In November 1942, equipped with mobile 3-inch guns, the regiment sailed for North Africa, landing in December after Operation Torch to join 52 AA Brigade (formerly defending Edinburgh) under Allied Force Headquarters in Algeria. By January 1943, it was located in the Philippeville area. In mid-January, two Btys of 71st HAA were stationed at Djidjelli airfield (1 Bty), Philippeville port and airfield (1 Trp), and Ain Beida airfield (1 Trp), with the third battery still en route. By mid-March, one Bty was at Youks-les-Bains Airfield, a full Bty at Ain Beida, and the third battery was guarding French XIX Corps HQ. In the final phase of the campaign, the regiment was deployed guarding Tunisian airfields under 22 AA Bde.

===Italian campaign===
71 HAA Regiment followed AFHQ to Italy in September 1943 and served under Eighth Army. It joined 66 AA Bde covering the Salerno area in January 1944, and the brigade took over defence of the Anzio area as well in July 1944. In June 1944, the regiment joined 62 AA Bde supporting US IV Corps in its advance to the Arno and beyond. All the British HAA regiments working with US forces retained their AA role, but one battery was also assigned a corps ground role as medium artillery, providing fire tasks for US and British troops. With ample stocks of AA ammunition, and few German aircraft remaining in the theatre, the modern 3.7-inch guns then in use were in great demand for tasks such as Counter-battery fire, 62 AA Bde forming a flash-spotting troop from HAA command post staff. When the Germans launched a counter-attack to retake Leghorn, 71 HAA responded to 104 calls for support, firing 1840 rounds. The regiment left Italy in January 1945 and returned to the UK where it rejoined Home Forces in February, preparatory to disbandment.

71st (Forth) HAA Regiment with its three batteries was placed in suspended animation at some point between 14 October 1945 and 21 February 1946.

==Postwar==
When the TA was reconstituted on 1 January 1947, 71st HAA Regiment was reformed at Dunfermline as 471st (Forth) Heavy Anti-Aircraft Regiment, RA (TA), forming part of 78 AA Bde (the former 52 AA Bde in North Africa) at Perth, in 3 AA Group. (The postwar 71st HAA Regiment was a Regular Army unit formed in Libya from personnel who had been serving with the former 51st (London) HAA Regiment when it was demobilised.) 471 Regiment was designated 'Mixed', indicating that members of the Women's Royal Army Corps were integrated into the unit.

On 1 January 1954, the regiment absorbed 494 (City of Edinburgh) HAA Regiment (the former 94th HAA regiment for which 71st HAA Regiment had provided the cadre). The 494 Regiment personnel formed R (City of Edinburgh) Battery.

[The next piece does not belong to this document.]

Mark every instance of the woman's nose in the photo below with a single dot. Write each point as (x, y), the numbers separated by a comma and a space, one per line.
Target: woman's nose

However, AA Command was disbanded in March 1955 and there was a major reduction in AA units of the TA. R Battery left again to merge with other Edinburgh units, and 471 HAA Regiment absorbed 531 Light AA/Searchlight Regiment from Perthshire to form 433rd Light Anti-Aircraft Regiment, RA (TA):
- RHQ at Dunfermline – ex 471 Rgt
- P (Forth) Battery – one Troop ex 471
- Q (Forth) Battery – ex 471 Rgt
- R (Alloa) Battery – ex 531 Rgt
- S (Perth) Battery – ex 531 Rgt

The following year, the regiment absorbed a battery from 413 (Fife) Coast Regiment, RA, which was being broken up.

A further reduction in the TA in 1961 saw the regiment converted to the transport role as HQ and 512 and 531 Heavy General Transport Companies of 433 (Fife) Transport Column, Royal Army Service Corps based at Dunfermline. This unit was later designated 433 (Forth) Regiment, Royal Corps of Transport and now forms part of the Scottish Transport Regiment of the Royal Logistic Corps.

==Honorary Colonel==
- Colonel Edward Bruce, 10th Earl of Elgin and Kincardine, KT, CMG, TD, appointed 28 January 1939.